Louis le traître [Louis the Traitor]
A few years before his trial and execution, Louis was widely seen as a father to his people, divinely ordained, and even a protector of the common people against the aristocracy. His resistance to the Revolution and attempt to flee to Austria in 1791 to raise an army to restore his throne to its former power turned the people against him. His fall from “long live the king” to the guillotine was hard, fast, and avertable.

dernier roi [last king]
This name is reaching for what “Louis le dernier” achieved in condemning Louis to be the last king. However, it isn’t quite as striking. The lack of his first name, Louis, makes the title feel impersonal, and it was already untrue since there were kings alive and kicking in other countries.

Capet
A man in this time would often be referred to by only his last name. So, like Louis Capet, this name is intended to lower his status. It strips him of his first name, which had been used by French kings for centuries and was what people knew him as. However, I’m docking a few points for a lack of specificity.
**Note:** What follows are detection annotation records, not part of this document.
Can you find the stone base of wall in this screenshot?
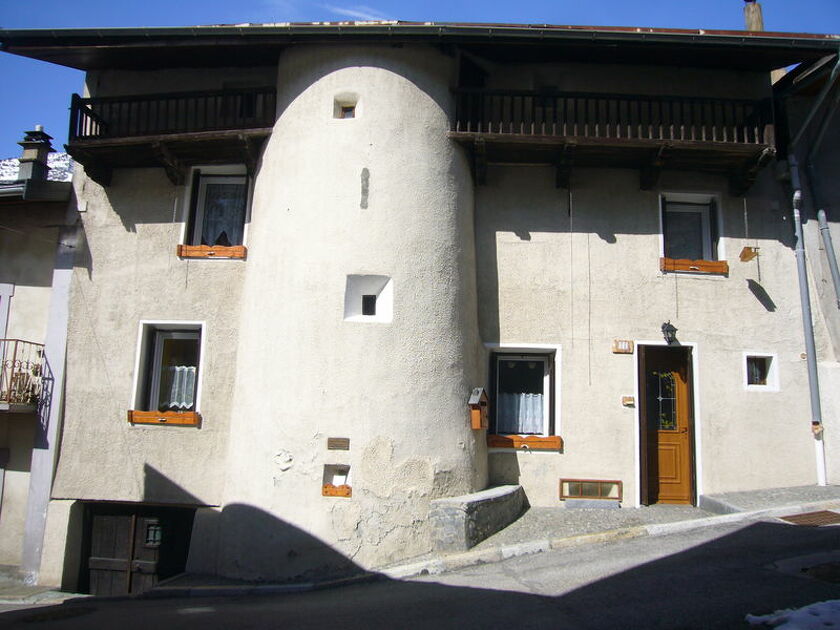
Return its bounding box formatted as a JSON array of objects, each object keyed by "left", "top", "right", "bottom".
[{"left": 429, "top": 485, "right": 528, "bottom": 552}]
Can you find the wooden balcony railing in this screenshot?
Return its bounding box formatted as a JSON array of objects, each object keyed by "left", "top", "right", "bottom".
[
  {"left": 0, "top": 339, "right": 44, "bottom": 406},
  {"left": 69, "top": 87, "right": 276, "bottom": 144},
  {"left": 452, "top": 88, "right": 773, "bottom": 145}
]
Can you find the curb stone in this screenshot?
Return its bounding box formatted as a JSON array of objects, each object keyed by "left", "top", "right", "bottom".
[
  {"left": 381, "top": 499, "right": 840, "bottom": 579},
  {"left": 144, "top": 573, "right": 382, "bottom": 599}
]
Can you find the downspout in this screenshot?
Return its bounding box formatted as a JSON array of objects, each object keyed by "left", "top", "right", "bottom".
[
  {"left": 817, "top": 208, "right": 840, "bottom": 309},
  {"left": 805, "top": 84, "right": 840, "bottom": 309},
  {"left": 788, "top": 54, "right": 840, "bottom": 486},
  {"left": 788, "top": 160, "right": 826, "bottom": 486}
]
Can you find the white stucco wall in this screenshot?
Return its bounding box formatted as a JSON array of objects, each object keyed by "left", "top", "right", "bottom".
[
  {"left": 476, "top": 167, "right": 816, "bottom": 505},
  {"left": 53, "top": 168, "right": 245, "bottom": 505}
]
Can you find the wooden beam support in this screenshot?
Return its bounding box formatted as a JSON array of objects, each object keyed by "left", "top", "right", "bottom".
[
  {"left": 239, "top": 133, "right": 264, "bottom": 177},
  {"left": 639, "top": 144, "right": 668, "bottom": 190},
  {"left": 729, "top": 147, "right": 776, "bottom": 197},
  {"left": 152, "top": 142, "right": 186, "bottom": 186},
  {"left": 473, "top": 138, "right": 487, "bottom": 186},
  {"left": 64, "top": 144, "right": 114, "bottom": 187},
  {"left": 554, "top": 144, "right": 575, "bottom": 190}
]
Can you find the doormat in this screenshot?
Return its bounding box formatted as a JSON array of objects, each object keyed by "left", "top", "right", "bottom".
[{"left": 779, "top": 510, "right": 840, "bottom": 527}]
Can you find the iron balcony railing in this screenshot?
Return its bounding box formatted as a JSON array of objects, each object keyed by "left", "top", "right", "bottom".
[
  {"left": 0, "top": 339, "right": 44, "bottom": 405},
  {"left": 69, "top": 87, "right": 276, "bottom": 143},
  {"left": 452, "top": 88, "right": 773, "bottom": 145}
]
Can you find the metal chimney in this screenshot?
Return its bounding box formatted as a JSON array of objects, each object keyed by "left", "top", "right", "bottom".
[
  {"left": 18, "top": 125, "right": 53, "bottom": 181},
  {"left": 744, "top": 0, "right": 764, "bottom": 31}
]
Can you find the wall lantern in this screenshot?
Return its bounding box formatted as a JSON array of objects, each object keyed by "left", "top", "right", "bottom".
[{"left": 662, "top": 320, "right": 677, "bottom": 346}]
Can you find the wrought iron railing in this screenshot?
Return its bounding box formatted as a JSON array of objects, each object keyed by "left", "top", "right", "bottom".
[
  {"left": 0, "top": 339, "right": 45, "bottom": 405},
  {"left": 452, "top": 88, "right": 773, "bottom": 144},
  {"left": 69, "top": 87, "right": 276, "bottom": 142}
]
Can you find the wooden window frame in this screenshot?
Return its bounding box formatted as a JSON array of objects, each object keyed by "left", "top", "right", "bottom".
[
  {"left": 127, "top": 321, "right": 205, "bottom": 427},
  {"left": 560, "top": 478, "right": 624, "bottom": 503},
  {"left": 659, "top": 192, "right": 729, "bottom": 276},
  {"left": 176, "top": 164, "right": 252, "bottom": 260},
  {"left": 487, "top": 346, "right": 563, "bottom": 451}
]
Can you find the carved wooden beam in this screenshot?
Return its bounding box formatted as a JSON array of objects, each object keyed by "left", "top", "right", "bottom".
[
  {"left": 239, "top": 133, "right": 265, "bottom": 176},
  {"left": 729, "top": 147, "right": 776, "bottom": 197},
  {"left": 639, "top": 144, "right": 668, "bottom": 190},
  {"left": 152, "top": 142, "right": 186, "bottom": 186},
  {"left": 554, "top": 144, "right": 575, "bottom": 190},
  {"left": 473, "top": 138, "right": 487, "bottom": 186}
]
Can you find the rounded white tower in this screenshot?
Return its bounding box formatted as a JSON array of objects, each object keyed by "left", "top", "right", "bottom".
[{"left": 219, "top": 46, "right": 486, "bottom": 578}]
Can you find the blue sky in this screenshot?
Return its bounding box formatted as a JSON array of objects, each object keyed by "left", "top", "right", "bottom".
[{"left": 0, "top": 0, "right": 840, "bottom": 158}]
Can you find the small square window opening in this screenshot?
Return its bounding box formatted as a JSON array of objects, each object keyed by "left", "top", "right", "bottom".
[
  {"left": 743, "top": 352, "right": 779, "bottom": 392},
  {"left": 362, "top": 295, "right": 376, "bottom": 315},
  {"left": 747, "top": 357, "right": 773, "bottom": 385},
  {"left": 344, "top": 274, "right": 394, "bottom": 323}
]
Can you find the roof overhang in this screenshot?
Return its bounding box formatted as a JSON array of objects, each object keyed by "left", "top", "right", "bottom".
[{"left": 0, "top": 22, "right": 840, "bottom": 71}]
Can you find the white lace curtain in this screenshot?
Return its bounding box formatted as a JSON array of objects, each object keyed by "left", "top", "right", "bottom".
[
  {"left": 496, "top": 392, "right": 543, "bottom": 434},
  {"left": 163, "top": 365, "right": 196, "bottom": 411}
]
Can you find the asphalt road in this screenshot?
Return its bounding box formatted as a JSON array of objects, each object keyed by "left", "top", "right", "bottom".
[{"left": 0, "top": 522, "right": 840, "bottom": 630}]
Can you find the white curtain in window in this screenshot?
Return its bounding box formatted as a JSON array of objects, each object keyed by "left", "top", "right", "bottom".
[
  {"left": 496, "top": 393, "right": 543, "bottom": 434},
  {"left": 201, "top": 184, "right": 248, "bottom": 247},
  {"left": 164, "top": 365, "right": 195, "bottom": 410}
]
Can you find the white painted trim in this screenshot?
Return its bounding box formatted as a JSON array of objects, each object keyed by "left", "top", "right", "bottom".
[
  {"left": 484, "top": 342, "right": 563, "bottom": 436},
  {"left": 128, "top": 319, "right": 207, "bottom": 413},
  {"left": 633, "top": 339, "right": 703, "bottom": 507},
  {"left": 0, "top": 282, "right": 15, "bottom": 339},
  {"left": 741, "top": 350, "right": 779, "bottom": 392}
]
le ci-devant roi [The former King]
This one does its duty. It’s specific enough that we all know who we are talking about. No frills, no nonsense.

Louis XVI
A classic. This is Louis’s royal title. But as much as it is classic, it is also basic. This is a counter-revolutionary and a former monarch at that. Show some disrespect!

Roi [king]
This isn’t a terribly specific nickname. Which king? There were many other countries that had kings at the time after all. Besides, doesn’t this imply that Louis is still the rightful king? A virtuous revolutionary would never endorse the existence of a king, even in a nickname.

Louis
And if there were other kings, there were certainly other people named Louis. The briefest glance at members of the National Convention, the body putting Louis on trial, gives us Louis Portiez, Louis-Antoine Saint-Just, Louis Turreau, Louis Louchet, and Louis-Marie Réveillère-Lepaux, the very man who wrote the pamphlet calling the former king just plain Louis. Calling him just Louis is so basic, not to mention a logistical nightmare. Seriously, there were so many French men named Louis from 1792 to 1793! While we’re on the topic of his given name, Louis means famous in battle or loot bringer, and is derived from Old German.

Louis Hugues
This is a full name just like the names of normal plebeians. It is the same idea as calling him Louis Capet. Perhaps the name Hugues was derived from the same ancestor, Hugues Capet. But it wasn’t as popular because the people were already using Louis Capet. When I hear the name Louis Hugues, I think, “Louis Who?”